Take time today to reflect on your new nature in Jesus. Allow Scripture and the Holy Spirit to help you see yourself as one transformed and set free by grace. Commit yourself to live with grace as your source rather than your own strength. And experience freedom today that comes from living with a renewed mind.
Prayer
1. Meditate on your new nature in Christ. Allow Scripture to be your foundation for truth, not your experience.
“Therefore, if anyone is in Christ, he is a new creation. The old has passed away; behold, the new has come.” 2 Corinthians 5:17
2. Where does your life not line up with the truth that you are a new creation? What is entangling you to the things of the world? Where are you not experiencing the life of the Spirit?
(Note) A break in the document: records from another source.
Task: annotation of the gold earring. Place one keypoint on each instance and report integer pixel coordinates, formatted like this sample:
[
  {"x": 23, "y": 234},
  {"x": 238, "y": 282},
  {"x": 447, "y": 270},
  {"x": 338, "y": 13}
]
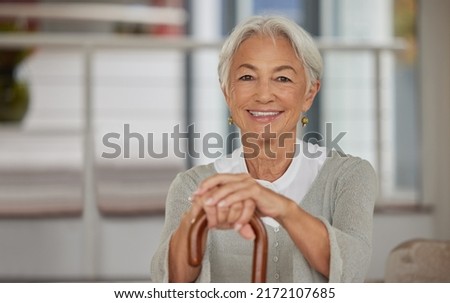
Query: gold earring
[{"x": 305, "y": 121}]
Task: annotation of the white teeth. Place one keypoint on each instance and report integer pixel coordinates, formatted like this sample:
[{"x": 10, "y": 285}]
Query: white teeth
[{"x": 263, "y": 114}]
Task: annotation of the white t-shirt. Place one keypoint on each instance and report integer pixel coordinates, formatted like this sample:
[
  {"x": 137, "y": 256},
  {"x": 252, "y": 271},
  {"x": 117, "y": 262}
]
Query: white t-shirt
[{"x": 294, "y": 183}]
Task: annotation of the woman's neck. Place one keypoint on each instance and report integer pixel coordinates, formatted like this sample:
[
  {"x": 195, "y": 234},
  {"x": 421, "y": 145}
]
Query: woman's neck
[{"x": 268, "y": 160}]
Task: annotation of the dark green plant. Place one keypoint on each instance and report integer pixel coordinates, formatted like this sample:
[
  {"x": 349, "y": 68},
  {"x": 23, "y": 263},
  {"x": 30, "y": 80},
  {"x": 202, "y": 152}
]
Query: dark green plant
[{"x": 14, "y": 97}]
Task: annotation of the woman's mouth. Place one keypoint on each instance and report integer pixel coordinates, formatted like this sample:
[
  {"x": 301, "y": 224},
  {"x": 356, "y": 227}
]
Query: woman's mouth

“For God has done what the law, weakened by the flesh, could not do. By sending his own Son in the likeness of sinful flesh and for sin, he condemned sin in the flesh, in order that the righteous requirement of the law might be fulfilled in us, who walk not according to the flesh but according to the Spirit.” Romans 8:3-4
3. Confess any sin to God and ask for his help in living by the Spirit. Ask the Spirit for a revelation of what it looks like to live with him as your source rather than your own strength. Ask him for a heart-level revelation of your new nature.
“I have been crucified with Christ. It is no longer I who live, but Christ who lives in me. And the life I now live in the flesh I live by faith in the Son of God, who loved me and gave himself for me.” Galatians 2:20
Go
Foundational to living a life that lines up with truth of who God says you are is living by grace. In our own strength we can accomplish nothing. We have no power over sin in and of ourselves. We have no power to live free from the ways of the world when we try to live based on our works. That’s why Romans 8:3 says, “For God has done what the law, weakened by the flesh, could not do.” He fulfilled the requirement of the law that we might live by grace. He set us free from living in our own strength by filling us with the Holy Spirit, our great Helper. Stop living in your own strength and learn to live by grace. Learn to feel, think, and act on the foundation of grace. Your heavenly Father who loves you has given you all you need to live as a new creation. He has done it all. So take hold of who you are in Jesus and experience a life transformed by the reality of God’s power and love.
Extended Reading: Galatians 2 or watch The Bible Project’s video on Galatians.